Sonne nimmt sich Ruhephasen

Die Sonne strahlt nicht immer gleich hell: In einem etwa elfjährigen Zyklus wechseln sich Phasen hoher Aktivität, in denen unser Zentralgestirn besonders viel Strahlung und Teilchen zur Erde sendet, mit vergleichsweise ruhigen Phasen ab. Sichtbares Zeichen dieses Zyklus sind die dunklen Sonnenflecken, die man zum Teil sogar mit bloßem Auge erkennen kann. Gibt es viele dieser Flecken, ist die Sonne magnetisch besonders aktiv und strahlt somit sehr hell.

Britische Wetteraufzeichnungen ausgewertet

Dass sich der Sonnenzyklus auch auf die Temperaturen auf der Erde auswirkt, ist seit längerem bekannt. So fallen besonders kalte Phasen der Erdgeschichte – etwa das so genannte Maunder-Minimum am Ende des 17. Jahrhunderts – mit Phasen schwacher Sonnenaktivität zusammen. In ihrer neuen Studie haben die Wissenschaftler der Universität von Reading, des Rutherford Appleton Laboratory im britischen Oxfordshire und vom Max-Planck-Institut für Sonnensystemforschung in Katlenburg-Lindau nun britische Wetteraufzeichnungen, die bis 1659 zurückreichen, mit der Sonnenaktivität im selben Zeitraum verglichen und statistisch ausgewertet.

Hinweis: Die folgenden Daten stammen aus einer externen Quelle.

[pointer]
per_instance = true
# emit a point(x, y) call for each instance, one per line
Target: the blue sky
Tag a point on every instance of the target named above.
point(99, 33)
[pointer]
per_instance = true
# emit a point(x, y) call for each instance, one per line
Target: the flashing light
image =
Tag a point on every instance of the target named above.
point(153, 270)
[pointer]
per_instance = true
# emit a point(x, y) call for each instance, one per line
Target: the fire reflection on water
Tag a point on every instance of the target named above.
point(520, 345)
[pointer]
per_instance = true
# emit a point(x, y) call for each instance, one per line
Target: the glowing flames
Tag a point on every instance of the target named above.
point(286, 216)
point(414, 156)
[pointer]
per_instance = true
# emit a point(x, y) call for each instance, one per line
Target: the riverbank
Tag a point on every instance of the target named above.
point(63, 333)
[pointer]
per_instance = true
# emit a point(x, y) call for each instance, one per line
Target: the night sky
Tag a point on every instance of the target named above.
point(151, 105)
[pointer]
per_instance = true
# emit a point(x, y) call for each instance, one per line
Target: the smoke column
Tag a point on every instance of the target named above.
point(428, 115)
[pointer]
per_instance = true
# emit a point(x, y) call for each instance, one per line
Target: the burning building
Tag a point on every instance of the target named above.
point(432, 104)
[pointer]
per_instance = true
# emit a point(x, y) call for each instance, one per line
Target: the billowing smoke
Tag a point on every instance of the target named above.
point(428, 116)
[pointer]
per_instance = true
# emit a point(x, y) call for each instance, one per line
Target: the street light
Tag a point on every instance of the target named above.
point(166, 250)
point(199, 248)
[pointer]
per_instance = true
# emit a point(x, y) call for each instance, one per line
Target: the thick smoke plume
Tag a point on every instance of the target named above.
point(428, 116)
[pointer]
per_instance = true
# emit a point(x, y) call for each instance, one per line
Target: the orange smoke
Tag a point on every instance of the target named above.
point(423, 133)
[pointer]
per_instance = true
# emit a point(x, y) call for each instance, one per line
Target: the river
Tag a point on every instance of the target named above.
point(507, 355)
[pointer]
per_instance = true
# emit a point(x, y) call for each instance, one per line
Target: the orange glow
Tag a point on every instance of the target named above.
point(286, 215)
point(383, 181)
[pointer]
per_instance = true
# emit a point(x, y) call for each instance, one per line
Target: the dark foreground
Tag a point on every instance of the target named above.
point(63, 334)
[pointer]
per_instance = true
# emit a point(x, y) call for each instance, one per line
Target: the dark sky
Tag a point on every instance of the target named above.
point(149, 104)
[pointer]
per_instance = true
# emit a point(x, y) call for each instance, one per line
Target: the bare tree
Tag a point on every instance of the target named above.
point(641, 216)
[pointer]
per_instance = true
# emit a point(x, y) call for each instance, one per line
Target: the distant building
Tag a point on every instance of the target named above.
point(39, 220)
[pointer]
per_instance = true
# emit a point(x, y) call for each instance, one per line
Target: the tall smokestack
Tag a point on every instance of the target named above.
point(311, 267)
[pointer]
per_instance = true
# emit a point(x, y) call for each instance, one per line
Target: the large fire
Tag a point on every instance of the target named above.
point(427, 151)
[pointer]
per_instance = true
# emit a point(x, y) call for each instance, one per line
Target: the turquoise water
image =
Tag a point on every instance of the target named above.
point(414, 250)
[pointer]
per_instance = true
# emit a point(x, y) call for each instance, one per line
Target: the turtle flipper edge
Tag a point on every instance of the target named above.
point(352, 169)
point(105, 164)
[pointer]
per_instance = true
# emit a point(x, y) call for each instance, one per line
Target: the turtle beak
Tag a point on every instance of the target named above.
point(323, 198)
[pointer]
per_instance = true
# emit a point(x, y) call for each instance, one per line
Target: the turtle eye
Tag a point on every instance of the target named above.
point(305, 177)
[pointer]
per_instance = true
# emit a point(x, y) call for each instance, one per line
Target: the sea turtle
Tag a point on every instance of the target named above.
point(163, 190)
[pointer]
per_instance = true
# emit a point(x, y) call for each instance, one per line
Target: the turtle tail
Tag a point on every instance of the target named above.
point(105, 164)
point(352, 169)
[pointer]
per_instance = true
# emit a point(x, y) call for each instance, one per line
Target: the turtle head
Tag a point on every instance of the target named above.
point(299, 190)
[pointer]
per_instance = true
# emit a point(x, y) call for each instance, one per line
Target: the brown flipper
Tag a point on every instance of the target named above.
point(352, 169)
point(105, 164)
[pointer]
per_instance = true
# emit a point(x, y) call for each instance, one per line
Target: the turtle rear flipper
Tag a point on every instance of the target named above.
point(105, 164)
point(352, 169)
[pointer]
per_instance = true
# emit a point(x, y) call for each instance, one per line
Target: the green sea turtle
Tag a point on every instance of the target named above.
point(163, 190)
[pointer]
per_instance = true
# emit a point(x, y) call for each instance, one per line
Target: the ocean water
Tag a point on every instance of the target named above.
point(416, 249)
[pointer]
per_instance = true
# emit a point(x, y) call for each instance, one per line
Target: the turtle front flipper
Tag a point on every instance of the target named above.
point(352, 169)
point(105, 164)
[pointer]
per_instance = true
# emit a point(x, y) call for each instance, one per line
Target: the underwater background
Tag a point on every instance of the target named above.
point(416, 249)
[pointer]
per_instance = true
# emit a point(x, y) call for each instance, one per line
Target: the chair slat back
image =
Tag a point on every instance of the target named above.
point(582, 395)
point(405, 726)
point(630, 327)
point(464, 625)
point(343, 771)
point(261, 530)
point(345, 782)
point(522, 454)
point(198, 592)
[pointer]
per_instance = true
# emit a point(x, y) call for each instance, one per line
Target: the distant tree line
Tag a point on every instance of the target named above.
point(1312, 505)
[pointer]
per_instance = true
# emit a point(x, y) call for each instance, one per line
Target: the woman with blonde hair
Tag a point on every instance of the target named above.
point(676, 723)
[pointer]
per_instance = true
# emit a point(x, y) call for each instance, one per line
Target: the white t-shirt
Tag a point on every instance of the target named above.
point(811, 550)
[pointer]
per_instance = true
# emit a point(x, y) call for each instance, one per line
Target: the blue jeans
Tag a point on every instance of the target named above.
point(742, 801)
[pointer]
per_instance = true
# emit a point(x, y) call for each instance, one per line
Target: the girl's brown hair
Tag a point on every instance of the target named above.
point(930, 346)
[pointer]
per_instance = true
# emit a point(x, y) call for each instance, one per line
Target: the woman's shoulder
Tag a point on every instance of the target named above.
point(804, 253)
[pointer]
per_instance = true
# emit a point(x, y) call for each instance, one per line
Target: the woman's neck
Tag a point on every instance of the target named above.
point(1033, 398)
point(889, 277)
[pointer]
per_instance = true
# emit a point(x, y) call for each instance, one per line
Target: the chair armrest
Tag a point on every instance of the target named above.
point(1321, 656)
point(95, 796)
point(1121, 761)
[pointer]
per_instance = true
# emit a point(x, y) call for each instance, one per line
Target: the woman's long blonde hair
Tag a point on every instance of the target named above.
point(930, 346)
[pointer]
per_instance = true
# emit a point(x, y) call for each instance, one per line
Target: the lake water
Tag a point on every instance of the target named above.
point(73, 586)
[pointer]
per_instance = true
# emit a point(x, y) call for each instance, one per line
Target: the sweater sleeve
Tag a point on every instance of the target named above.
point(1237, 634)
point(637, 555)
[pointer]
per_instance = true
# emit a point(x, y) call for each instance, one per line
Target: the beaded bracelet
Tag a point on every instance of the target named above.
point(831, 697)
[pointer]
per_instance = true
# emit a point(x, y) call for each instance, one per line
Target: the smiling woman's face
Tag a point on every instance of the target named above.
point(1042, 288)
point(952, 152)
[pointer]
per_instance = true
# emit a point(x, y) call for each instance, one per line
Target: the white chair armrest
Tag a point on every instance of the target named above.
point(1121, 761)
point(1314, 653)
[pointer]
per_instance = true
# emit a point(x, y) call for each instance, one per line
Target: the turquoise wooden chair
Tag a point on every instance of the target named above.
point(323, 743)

Als Maß für die Sonnenaktivität diente dabei die Stärke des solaren Magnetfeldes, das bis zur Erde reicht und dort kleine Schwankungen im irdischen Magnetfeld auslöst. Da ausreichend verlässliche Messdaten zum Magnetfeld der Sonne erst seit etwa 1900 vorliegen, rekonstruierten die Forscher ältere Werte mithilfe von Computersimulationen.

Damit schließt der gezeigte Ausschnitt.